One new development I have been pretty excited about is the addition of Loki to our monitoring stack. Developed by the same individuals who develop for Grafana, Loki is a simple log aggregation system designed to be horizontally scalable, cost-effective, and easy to operate. It styles itself as “like Prometheus, but for logs”, and that’s really all I’ve wanted for the past year - that you can switch back and forth between metrics and logs within the same interface is just a bonus. Loki relies on promtail to tag and send logs from hosts you care about. Grafana can then use the Loki server as a datasource to present logs to the user, who can narrow down a subset of data based on labels (I decided on hostname, ip address, and filename as a starting set of labels) and perform simple greps on the relevant collection of log events. Loki is still in an alpha stage and as such, there is not a ton of documentation out there have successfully deployed Loki and Promtail instances that are good enough as a minimum viable product.
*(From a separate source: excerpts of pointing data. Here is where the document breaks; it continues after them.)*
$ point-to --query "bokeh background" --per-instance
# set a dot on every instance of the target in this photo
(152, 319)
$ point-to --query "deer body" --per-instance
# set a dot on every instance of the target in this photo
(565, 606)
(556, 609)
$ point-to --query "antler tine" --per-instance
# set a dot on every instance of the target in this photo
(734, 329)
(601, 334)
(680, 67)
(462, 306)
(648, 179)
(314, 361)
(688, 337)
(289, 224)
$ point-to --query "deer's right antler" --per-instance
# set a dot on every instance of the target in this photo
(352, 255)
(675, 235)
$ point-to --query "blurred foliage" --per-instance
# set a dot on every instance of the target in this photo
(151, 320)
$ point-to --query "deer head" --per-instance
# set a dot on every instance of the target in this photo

Here is an updated diagram of the monitoring architecture we’re working with:

      +----------------+---------------+
      |                |               |
      |                |               |
      |           +--+ | +--------+--+ | +--------+----+
      |           |    |          |    |          |    |
      |  +--------+--+ | +--------+--+ | +--------+--+ |
      |  |Promtail   | | |Promtail   | | |Promtail   | |
      |  +-----------+ | +-----------+ | +-----------+ |
      |  |ConsulAgent+-+-+ConsulAgent+-+-+ConsulAgent| |
      |  +-----------+   +-----------+   +-----------+ |
      |  |  Netdata  |   |  Netdata  |   |  Netdata  | |
      |  +-----+-----+   +-----+-----+   +-----+-----+ |
      |        |               |               |       |
      |        |               |               |       |
      |        |               |               |       |
      |        |               |               |       |
      |        |               |               |       |
      |        +---------------+-------+-------+       |
      |                                |               |
      |                                |               |
      |                                |               |
      |                                |               |
      |     +-------+            +-----v-----+      +--v--+
      +-----+Consul1+------------>Prometheus1|      |Loki1|
+--+        +-------+            +-----+-----+      +--+--+
|VM+---+                               |               |
+--+   |  +----------+                 |               |
       +-->CloudWatch|                 |               |
+--+   |  +----+-----+                 |               |
|VM+---+       |          +--------+   |               |
+--+   |       +---------->Grafana1<---+---------------+
       |                  +--------+
+--+   |
|VM+---+
+--+

I did run into a couple of hurdles: due to recent rearchitecting and ‘right-sizing’ some of our hosts, we have some hosts with very limited resources and I made the mistake of writing deployment automation that deployed promtail by building it from source on each host - that was a bad time. At this stage in the projects development, options for deployment are slim, but luckily docker images are provided, which I was able to make some tweaks to for our use case. I also would have liked to configure our Loki server to use Amazon Web Services (AWS) Simple Storage Service (S3) for its storage, but after poking around a bit and following the few suggestions I could find in the repository, I couldn’t get it working and went forward with a local storage configuration instead. I ran into a weird issue with our AWS secret access key which messed with the Loki configuration since it included a ‘/’ as part of the key, causing Loki to resolve the URI incorrectly. I was able to generate a new key, but ran into more issues that caused me to pivot due to time constraints. I do look forward to following the project and watching it mature, and I have high hopes since Grafana has proven to be useful and reliable so far.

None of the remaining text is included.